A Reflection from The Rev. David Hoster
Please note that this was written before some of the significant events of this week. For that reason alone, they are not mentioned here.
Dear People of St. James’,
There’s plenty to fear these days. Covid, with its egregious symptoms and lonely death, is greatly to be feared. We can readily fear the deterioration of competence in our government, loss of employment, hyper-partisan politics, greed in the conduct of business, endangerment of democracy and the rule of law, mob mentality at demonstrations, loss of personal liberty in pandemic isolation.
As I say, there’s plenty in our world to fear these days.
Fear, however, is bad for us. As Frank Herbert writes in Dune, “Fear is the mind-killer. Fear is the little death that brings total obliteration.” Fear is the threat reaching right inside of us to seize control with rage or retreat, fight or flight. Fear energizes our apprehension of the very thing we’re afraid of. Fear summons up the least lovely forces in our hearts to counter the thing that frightens. Fear turns us into the very same hostile, alien thing that wants to do us harm.

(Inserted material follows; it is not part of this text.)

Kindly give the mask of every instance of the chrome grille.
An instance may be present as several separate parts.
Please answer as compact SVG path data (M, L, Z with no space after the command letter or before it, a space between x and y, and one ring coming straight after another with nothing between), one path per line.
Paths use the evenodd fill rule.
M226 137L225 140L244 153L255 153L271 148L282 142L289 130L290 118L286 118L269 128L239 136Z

I read a valuable piece this week about a native tribe in the southern cone of South America called the Mapuche. Though this tribe has a centuries old warrior tradition (they fought off the Incas and the Spanish Conquistadors), they are a culture that doesn’t do fear. For centuries they have trained their children to neutralize things that frighten. In place of fear, the Mapuche inculcate respect. If something frightening threatens to trigger a fight or flight response, Mapuche children learn to look calmly at the actual dimensions of the threat, respect it for what it is, and respond accordingly.
Respect doesn’t mean agreement. If the threat is a racist attack on a Mapuche as an American native, he or she responds with appreciation of the power of the attack, acknowledgement of the depth of darkness in the soul of the attacker, yet still respecting the humanity of the attacker. The idea is to respect the power of the threat and the soul of the attacker and engage the person rather than the misguided views.
Such respect for others is grounded in self-respect. Danger tries to tell me I am weak, maybe even that I am nothing. Insults tell me that I don’t matter. The danger is that my insecurities may give credibility to just such an attack. The danger is, therefore, within, not really from the outside. Thus, a practice of deliberate consciousness of self-respect is necessary to do the opposite. The Mapuche wisdom is that acting as a self worth preserving is far better than setting loose the fragile, threatened, fearful self within me that so readily turns to rage or retreat. It takes deliberate spiritual discipline to achieve such self-respect.
Ultimately, the Mapuche ground their rejection of fear in the “interconnectedness of all beings.” Even people who attack us, in other words, are part of us. That is, perhaps, a statement that reaches beyond even respect. Jesus, of course, goes that far when he tells us we must actually love our enemies. That’s absolutely true, but love for enemies may be more than many of us can manage. Maybe, for now, respect is good enough. If we live a life respectful of self and others, maybe, someday, we can actually learn to love our neighbors as ourselves. Working hard to temper fear, anger, indignation and self-righteousness can build strong spiritual muscles fit for much greater tasks.